Thursday, November 26, 2015 - 16:00
Jim Zidek, Professor Emeritus, Dept of Statistics, UBC
Statistics Seminar
Room 4192, Earth Science Buildling, 2207 Main Mall

***A video of the below talk can now be found here. Thank you very much to PIMS (the Pacific Institute for the Mathematical Sciences) for recording this!***

The presentation will take us along the road to the ozone standard for the United States, announced in Mar 2008 by the US Environmental Protection Agency, and then the new proposal in 2014. That agency is responsible for monitoring that nation’s air quality standards under the Clean Air Act of 1970. I will describe how I, a Canadian statistician, came to serve on the US Clean Air Scientific Advisory Committee (CASAC) for Ozone that recommended the standard and my perspectives on the process of developing it.  I will introduce the rich cast of players involved including the Committee, the EPA staff,  “blackhats”, “whitehats”, “gunslingers”, politicians and an unrevealed character waiting in the wings who appeared onstage only as the 2008 standards had been formulated.  And we will encounter a couple of tricky statistical problems that arose along with approaches, developed by the speaker and his coresearchers, which could be used to address them.  The first was about how a computational model based on things like meteorology could be combined with statistical models to infer a certain unmeasurable but hugely important ozone level, the “policy related background level” generated by things like lightning, below which the ozone standard could not go.
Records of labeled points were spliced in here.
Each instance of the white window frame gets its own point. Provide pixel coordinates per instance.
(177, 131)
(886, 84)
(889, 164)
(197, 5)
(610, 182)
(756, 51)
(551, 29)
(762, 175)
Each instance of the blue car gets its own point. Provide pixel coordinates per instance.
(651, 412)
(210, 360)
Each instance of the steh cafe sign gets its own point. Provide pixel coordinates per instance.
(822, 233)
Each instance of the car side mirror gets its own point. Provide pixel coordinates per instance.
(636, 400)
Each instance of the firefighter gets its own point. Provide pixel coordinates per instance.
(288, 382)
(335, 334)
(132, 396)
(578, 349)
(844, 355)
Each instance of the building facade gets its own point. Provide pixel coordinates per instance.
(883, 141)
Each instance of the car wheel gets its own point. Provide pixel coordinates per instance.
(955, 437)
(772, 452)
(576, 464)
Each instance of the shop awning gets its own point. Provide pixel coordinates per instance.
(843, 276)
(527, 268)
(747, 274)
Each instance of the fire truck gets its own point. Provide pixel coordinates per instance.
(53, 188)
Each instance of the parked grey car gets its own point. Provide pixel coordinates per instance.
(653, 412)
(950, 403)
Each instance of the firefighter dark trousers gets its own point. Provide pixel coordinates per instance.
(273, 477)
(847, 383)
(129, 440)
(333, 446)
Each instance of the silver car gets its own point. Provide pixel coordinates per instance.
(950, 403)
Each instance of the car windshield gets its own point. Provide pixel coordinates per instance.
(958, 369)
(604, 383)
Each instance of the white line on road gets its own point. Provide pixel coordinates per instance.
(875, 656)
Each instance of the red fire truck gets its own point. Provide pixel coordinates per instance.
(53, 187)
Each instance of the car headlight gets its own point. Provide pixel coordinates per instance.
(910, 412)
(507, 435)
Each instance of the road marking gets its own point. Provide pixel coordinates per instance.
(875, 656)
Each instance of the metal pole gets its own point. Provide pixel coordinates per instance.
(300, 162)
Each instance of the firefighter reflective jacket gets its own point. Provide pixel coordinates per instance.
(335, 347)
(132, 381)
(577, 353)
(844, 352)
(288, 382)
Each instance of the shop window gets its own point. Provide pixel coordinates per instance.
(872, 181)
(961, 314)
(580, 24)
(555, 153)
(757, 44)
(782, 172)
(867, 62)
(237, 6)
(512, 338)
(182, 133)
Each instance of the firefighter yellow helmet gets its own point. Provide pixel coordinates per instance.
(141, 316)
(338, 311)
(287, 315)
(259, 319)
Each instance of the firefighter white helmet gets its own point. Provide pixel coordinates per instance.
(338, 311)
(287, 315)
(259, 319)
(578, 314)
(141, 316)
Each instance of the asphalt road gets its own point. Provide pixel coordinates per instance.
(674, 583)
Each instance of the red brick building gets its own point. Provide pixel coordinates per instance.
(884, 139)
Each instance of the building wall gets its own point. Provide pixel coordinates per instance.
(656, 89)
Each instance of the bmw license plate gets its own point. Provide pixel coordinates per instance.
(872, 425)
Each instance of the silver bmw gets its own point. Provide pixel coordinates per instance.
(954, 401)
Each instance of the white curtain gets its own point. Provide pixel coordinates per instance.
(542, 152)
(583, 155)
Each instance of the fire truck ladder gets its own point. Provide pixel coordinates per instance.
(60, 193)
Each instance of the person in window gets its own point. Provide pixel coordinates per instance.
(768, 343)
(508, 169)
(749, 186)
The second was about estimating the actual human exposure to ozone that may differ considerably from measurements taken at fixed site monitoring locations.  Above all, the talk will be a narrative about the interaction between science and public policy - in an environment that harbors a lot of stakeholders with varying but legitimate perspectives, a lot of uncertainty in spite of the great body of knowledge about ozone and above all, a lot of potential risk to human health and welfare.